Un journal mensuel, „Die Arbeit“, tire à 100.000 exemplaires.
Malheureusement, le principe de la représentation des tendances au sein des
organes directeurs de chaque syndicat avait été faussé au départ. En effet, par sa
discipline et le dynamisme de ses membres, le Parti Communiste avait réussi dès
l’origine et malgré le petit nombre relatif de ses adhérents à noyauter, particulièrement
dans le syndicat des mineurs, les organismes de direction.
La réticence ou l'apathie des syndicalistes chrétiens, frappés beaucoup plus
durement dans leurs cadres par l’épuration que les socialistes et les communistes,
avait facilité cette manœuvre.
C'est ainsi qu’une série d’incidents regrettables sont survenus, ces derniers étant
provoqués par le Président du syndicat des mineurs, le communiste Muller Oscar,
qui, abusant de sa situation et sans tenir compte de son comité, s’est livré à une
série de manifestations politiques de portée internationale dans le seul but de servir
les intérêts de son parti.
C’est cette situation anormale, qui justifie pour une part la demande, dont le
Gouvernement Militaire de la Sarre a été saisi, de la part d’un groupe de syndicalistes
chrétiens, le 4 mars 1947, visant à la scission du syndicat unique des
mineurs et à la constitution d'un syndicat chrétien des mineurs.

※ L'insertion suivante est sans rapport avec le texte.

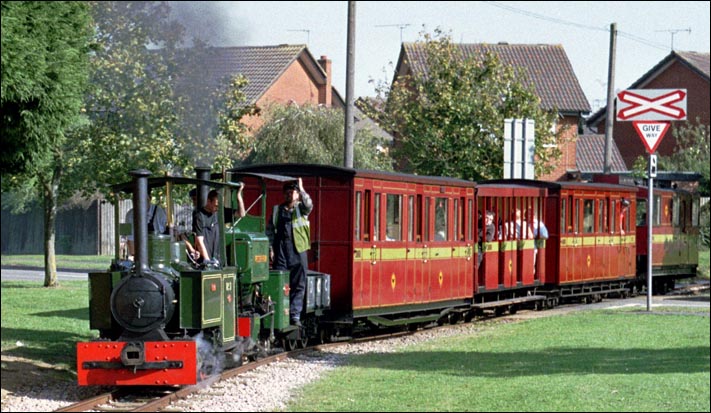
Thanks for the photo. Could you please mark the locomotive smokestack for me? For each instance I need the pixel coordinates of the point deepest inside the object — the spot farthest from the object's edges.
(202, 172)
(140, 224)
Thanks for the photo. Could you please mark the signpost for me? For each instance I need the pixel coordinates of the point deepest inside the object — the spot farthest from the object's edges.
(650, 111)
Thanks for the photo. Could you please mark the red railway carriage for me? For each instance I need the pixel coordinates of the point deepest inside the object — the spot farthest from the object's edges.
(399, 248)
(591, 249)
(675, 232)
(512, 259)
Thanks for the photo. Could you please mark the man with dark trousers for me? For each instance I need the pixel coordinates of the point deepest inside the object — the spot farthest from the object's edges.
(206, 228)
(289, 239)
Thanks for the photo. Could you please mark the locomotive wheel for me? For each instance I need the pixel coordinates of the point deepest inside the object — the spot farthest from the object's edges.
(289, 344)
(304, 341)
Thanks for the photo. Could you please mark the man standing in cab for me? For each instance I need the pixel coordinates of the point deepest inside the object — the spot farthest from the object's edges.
(289, 239)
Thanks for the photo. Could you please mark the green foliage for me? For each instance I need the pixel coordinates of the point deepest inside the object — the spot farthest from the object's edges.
(45, 64)
(588, 361)
(691, 154)
(233, 143)
(314, 134)
(133, 109)
(449, 119)
(49, 332)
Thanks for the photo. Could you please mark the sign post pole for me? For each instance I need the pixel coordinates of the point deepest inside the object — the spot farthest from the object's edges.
(651, 111)
(651, 173)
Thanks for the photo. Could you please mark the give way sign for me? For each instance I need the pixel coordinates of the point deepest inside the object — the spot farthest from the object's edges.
(651, 133)
(651, 105)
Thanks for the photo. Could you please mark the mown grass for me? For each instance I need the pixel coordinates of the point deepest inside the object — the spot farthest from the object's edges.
(44, 324)
(78, 262)
(592, 361)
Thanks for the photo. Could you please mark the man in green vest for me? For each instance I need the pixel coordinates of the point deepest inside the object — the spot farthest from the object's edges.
(289, 239)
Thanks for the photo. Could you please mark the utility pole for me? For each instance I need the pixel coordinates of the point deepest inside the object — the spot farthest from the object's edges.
(401, 26)
(350, 70)
(610, 116)
(673, 32)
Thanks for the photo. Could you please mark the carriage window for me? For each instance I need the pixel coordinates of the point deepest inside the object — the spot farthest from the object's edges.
(376, 220)
(456, 220)
(427, 218)
(357, 217)
(675, 212)
(641, 212)
(470, 226)
(366, 216)
(588, 216)
(410, 218)
(563, 216)
(576, 214)
(441, 219)
(393, 211)
(602, 222)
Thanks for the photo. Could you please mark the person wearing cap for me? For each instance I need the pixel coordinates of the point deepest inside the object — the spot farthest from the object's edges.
(206, 228)
(289, 239)
(624, 206)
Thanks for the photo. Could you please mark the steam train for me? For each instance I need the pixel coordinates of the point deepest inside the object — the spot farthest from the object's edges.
(389, 250)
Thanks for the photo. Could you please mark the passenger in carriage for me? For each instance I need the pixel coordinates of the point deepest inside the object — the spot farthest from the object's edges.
(514, 226)
(624, 206)
(486, 232)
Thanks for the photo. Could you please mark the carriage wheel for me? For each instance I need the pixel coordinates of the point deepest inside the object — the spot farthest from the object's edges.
(304, 340)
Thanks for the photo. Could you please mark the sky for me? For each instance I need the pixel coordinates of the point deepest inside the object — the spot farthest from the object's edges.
(645, 32)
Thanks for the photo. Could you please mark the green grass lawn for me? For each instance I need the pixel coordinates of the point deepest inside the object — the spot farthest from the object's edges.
(592, 361)
(79, 262)
(44, 324)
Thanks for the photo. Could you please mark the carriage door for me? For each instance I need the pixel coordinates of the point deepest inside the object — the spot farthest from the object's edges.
(365, 255)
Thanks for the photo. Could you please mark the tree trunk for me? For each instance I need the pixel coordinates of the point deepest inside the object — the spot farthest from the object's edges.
(50, 189)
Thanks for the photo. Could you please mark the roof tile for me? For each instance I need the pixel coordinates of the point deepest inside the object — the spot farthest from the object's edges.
(547, 66)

Il est évident que, sur le plan strictement syndical, la constitution de syndicats à
tendances politiques est une hérésie, puisque aussi bien les syndicats doivent par
définition se consacrer exclusivement à la défense des intérêts professionnels de
leurs adhérents.
Il est certain, d’autre part, que sur le plan politique intérieure, cette scission n’est
pas désirable et ne pourrait avoir comme conséquence qu’un regain de luttes entre
des syndicats hostiles et qui ferait dévier les uns et les autres de la tâche essentielle
que nous attendons d’eux: l’éducation de la classe ouvrière.
C’est pourquoi tous les efforts du Gouvernement Militaire tendent actuellement à
mettre fin à la situation anormale que constitue la présence de M. Oscar Muller à la
tête du syndicat des mineurs, en provoquant son départ et en donnant au syndicalisme
chrétien la place qui lui revient normalement dans les organes directeurs de
ce syndicat.
Si l’action du Gouvernement Militaire aboutit, le seul argument valable présenté
par les syndicalistes chrétiens tombera et le syndicat unique pourra continuer à
vivre.
Si cette action échouait, il est évident qu’il serait difficile de prolonger une situation
politiquement insoutenable.
Il faut espérer que les militants du syndicat des mines, placés devant leurs
responsabilités, sauront, avec l’appui de la direction de l’Union des Syndicats,
prendre les mesures nécessaires pour faire disparaitre les causes d’un malaise qui
risque de marquer la fin de l’union syndicale en Sarre.